Фекла упрямилась, долго торговалась, но наконец согласилась с уговором, что Клавдия Ивановна больше не станет закупать хрусталики. Потому что домашние уже замучились доставать их из самых разных мест. Хорошо, если к пятке прилипнет. Но ведь не только ж к ней..

Клавдия Ивановна поклялась здоровьем сестры, которой у нее отродясь не было и которой потому было очень удобно клясться. И они поехали.

Уже на подъезде встречали они дам и крестьянских баб с кульками, которые спорили друг с другом, кого больнее муж прибьет за растрату.

На ярмарке была толкучка:

— Канва на палочке! Кому канвы на палочке!

— Схемы по портретам даром! Бесплатно в день обращения!

— Вышивка — это сложно! Купи обучающий лубок!!!

Тут “Руки тоже огого” представляли новинку — “Девочку с оленем”.

— У нас уже лось есть! — и Фекла Иововна потянула няню дальше.

— А как же обезьяна! Смотри, какая хорошенькая!

— Когда в старости щеки обвиснут, такой же хорошенькой буду. Бери зеркало да гляди. И мучиться вышивать не надо.

Там “Сами с руками” вывесили во всю стену новинку — “Огни большого города”. Всё полотно занимала непроглядная чернота.

“Никак тридискации попали в тираж!” — подумала Фекла.

— Чей-т не видно ничо… — протянули из толпы.

— Это респектабельные улицы. Тут ночью спят. Вот здесь — видите сереньким? — купол церкви поблескивает.

— А вон там сбоку что за окошки горят?

— Ааааа, ну это… Знамо что… Бордель.

— Беру! — тут же закричали с боку — Очень реалистично!

“Добыча аргонавтов” выпустила новинку в стиле а-ля rus. “Иван Царевич и Василиса Прекрасная скончались на волке”. Под волком разверзался алый вход в ад.

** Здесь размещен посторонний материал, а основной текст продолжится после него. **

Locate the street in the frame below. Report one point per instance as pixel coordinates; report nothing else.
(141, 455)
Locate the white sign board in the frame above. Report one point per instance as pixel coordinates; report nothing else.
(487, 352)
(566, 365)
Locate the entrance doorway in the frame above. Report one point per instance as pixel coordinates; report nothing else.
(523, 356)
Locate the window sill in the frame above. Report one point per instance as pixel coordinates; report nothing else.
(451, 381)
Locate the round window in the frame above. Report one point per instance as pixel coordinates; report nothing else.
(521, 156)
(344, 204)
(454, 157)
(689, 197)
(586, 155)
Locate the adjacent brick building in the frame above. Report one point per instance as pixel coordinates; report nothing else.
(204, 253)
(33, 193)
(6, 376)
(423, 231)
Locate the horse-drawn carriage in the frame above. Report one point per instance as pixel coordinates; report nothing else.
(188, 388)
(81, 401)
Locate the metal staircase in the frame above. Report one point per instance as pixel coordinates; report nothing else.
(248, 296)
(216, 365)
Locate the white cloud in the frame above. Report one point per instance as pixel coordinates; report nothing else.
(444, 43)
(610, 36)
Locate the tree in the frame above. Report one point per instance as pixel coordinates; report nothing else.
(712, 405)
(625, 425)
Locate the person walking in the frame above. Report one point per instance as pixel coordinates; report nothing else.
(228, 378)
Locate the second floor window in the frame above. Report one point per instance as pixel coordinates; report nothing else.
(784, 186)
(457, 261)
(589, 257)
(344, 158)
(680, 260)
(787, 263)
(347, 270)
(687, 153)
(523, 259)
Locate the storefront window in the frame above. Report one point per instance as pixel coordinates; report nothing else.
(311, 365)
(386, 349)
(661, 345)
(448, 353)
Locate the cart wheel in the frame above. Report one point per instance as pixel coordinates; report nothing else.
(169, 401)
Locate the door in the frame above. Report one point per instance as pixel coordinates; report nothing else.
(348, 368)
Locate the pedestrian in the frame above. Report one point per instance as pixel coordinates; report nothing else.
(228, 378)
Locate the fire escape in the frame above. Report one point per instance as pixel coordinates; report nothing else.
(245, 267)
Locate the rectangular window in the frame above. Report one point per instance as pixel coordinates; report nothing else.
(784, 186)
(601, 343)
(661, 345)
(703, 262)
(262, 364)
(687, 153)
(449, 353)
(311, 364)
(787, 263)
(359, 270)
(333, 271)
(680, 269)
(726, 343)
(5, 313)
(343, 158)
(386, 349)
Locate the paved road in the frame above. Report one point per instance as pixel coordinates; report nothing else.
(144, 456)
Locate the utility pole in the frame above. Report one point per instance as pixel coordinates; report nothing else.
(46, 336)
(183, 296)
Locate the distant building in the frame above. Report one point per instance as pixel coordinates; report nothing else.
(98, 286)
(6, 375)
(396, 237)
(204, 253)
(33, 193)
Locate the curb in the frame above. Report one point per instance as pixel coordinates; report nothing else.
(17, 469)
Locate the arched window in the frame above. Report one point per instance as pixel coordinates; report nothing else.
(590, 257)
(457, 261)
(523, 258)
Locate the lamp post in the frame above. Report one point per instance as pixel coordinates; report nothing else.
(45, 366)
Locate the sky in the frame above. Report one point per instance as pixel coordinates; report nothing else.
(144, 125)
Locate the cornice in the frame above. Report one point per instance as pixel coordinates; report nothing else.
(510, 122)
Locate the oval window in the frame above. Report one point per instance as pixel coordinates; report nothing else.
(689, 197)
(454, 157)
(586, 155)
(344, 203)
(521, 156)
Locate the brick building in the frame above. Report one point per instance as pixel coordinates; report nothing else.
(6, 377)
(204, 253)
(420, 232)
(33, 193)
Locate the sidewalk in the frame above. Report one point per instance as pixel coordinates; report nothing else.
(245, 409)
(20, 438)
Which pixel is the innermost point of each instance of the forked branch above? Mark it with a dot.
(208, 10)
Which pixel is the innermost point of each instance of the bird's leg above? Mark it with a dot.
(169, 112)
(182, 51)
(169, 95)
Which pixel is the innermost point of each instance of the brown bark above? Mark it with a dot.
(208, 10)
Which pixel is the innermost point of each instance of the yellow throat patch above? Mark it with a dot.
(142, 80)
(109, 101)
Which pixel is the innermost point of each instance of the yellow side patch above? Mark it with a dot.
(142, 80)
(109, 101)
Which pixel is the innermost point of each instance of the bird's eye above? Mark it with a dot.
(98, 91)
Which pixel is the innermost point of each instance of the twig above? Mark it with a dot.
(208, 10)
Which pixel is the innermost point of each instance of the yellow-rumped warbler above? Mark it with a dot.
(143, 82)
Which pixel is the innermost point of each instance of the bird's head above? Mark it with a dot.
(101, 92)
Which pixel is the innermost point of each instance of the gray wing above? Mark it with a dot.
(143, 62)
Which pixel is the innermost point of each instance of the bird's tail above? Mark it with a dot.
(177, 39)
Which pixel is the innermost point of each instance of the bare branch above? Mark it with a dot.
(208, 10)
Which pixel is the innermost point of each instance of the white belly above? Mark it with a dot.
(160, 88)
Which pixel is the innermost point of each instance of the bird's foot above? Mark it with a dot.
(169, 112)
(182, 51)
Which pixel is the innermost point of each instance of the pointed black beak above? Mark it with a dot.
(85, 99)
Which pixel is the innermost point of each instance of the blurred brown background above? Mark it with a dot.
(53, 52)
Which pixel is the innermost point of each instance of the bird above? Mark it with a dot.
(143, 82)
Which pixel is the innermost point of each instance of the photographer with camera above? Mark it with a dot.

— Назидательно! — одобрила Клавдия Ивановна — Неча девок портить!

И тут взгляд Феклы Иововны упал на неприметного мужичка, что разложил схемы прямо на снегу. Ярче солнца пылала лисичка в траве.

— Нянюшка, пойдем сюда поглядим!

— Да от лихоманки, от лихоманки, поди, померли! — Клавдия Ивановна уже обсуждала с кем-то, отчего преставился раб Божий Иван, — Вишь, бледной какой! Она ему всю нутру выжгла!

— А я говорю, их Бог покарал, что они колдовством занимались! Кого еще зверь на себе возить будет! Колдунов да — помилуй Боже — Антихриста! Батюшки! Дак это антихрист и есть! На звере едет! И вот блудница с ним!

— Да блудница-то твоя ищ сто верст назад померла! Он как сникла!

— А Бог он их в первую голову давить! Он все видить! Слава тебе, Боже!